Durante una conferencia de prensa, representantes del organismo señalaron que las agencias calificadoras mantienen especial atención sobre el Paquete Económico 2027 y la trayectoria de los Requerimientos Financieros del Sector Público (RFSP), un indicador clave para evaluar la salud fiscal del país. El IMEF consideró que la consolidación de las finanzas públicas avanza con lentitud, lo que ha contribuido al deterioro en las evaluaciones de riesgo soberano.
De acuerdo con el organismo, las principales calificadoras internacionales han ajustado a la baja la nota crediticia de México en los últimos años. Esta tendencia, señalaron, refleja la combinación de un menor dinamismo económico y un mayor nivel de endeudamiento relativo, factores que han incrementado las preocupaciones sobre la sostenibilidad fiscal de largo plazo.
La presidenta del IMEF, Gabriela Gutiérrez, sostuvo que las proyecciones contempladas en los criterios económicos para 2027 ofrecen una visión de corto plazo y carecen de medidas estructurales que permitan corregir los problemas de fondo de las finanzas públicas. En este contexto, consideró complicado alcanzar las metas oficiales de reducción del déficit fiscal previstas para este año y el próximo.

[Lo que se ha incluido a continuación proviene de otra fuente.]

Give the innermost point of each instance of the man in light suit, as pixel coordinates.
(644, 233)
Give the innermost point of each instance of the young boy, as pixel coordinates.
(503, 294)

Las estimaciones gubernamentales contemplan una disminución gradual del déficit en un entorno de crecimiento económico moderado, mientras que empresas estratégicas como Petróleos Mexicanos seguirán requiriendo respaldo financiero del gobierno federal. Para el IMEF, este escenario incrementa los retos para lograr una consolidación fiscal efectiva.
En materia presupuestaria, el Proyecto de Presupuesto de Egresos de la Federación 2027 plantea un crecimiento limitado del gasto público, mientras que la estrategia de ingresos descansa en una mayor recaudación tributaria. Sin embargo, el organismo advirtió que algunas previsiones podrían resultar optimistas frente al comportamiento reciente de la economía y de la captación fiscal.
Los especialistas señalaron que las proyecciones de ingresos por Impuesto Sobre la Renta y por el Impuesto Especial sobre Producción y Servicios dependen de condiciones económicas favorables que aún no muestran señales claras de materializarse. Esto podría dificultar el cumplimiento de las metas fiscales planteadas para el próximo año.
Por otra parte, el IMEF expresó preocupación por la propuesta de modificar las reglas de deducciones y pérdidas fiscales para empresas con ingresos superiores a 50 millones de pesos. El organismo advirtió que la medida podría afectar a compañías con márgenes de rentabilidad reducidos, generando presiones que se traduzcan en aumentos de precios, ajustes laborales o incluso cierres de negocios.
La discusión sobre las finanzas públicas y la consolidación fiscal se mantiene como uno de los temas centrales para las calificadoras internacionales, que seguirán evaluando la capacidad de México para contener el déficit, fortalecer la recaudación y mejorar sus perspectivas de crecimiento económico.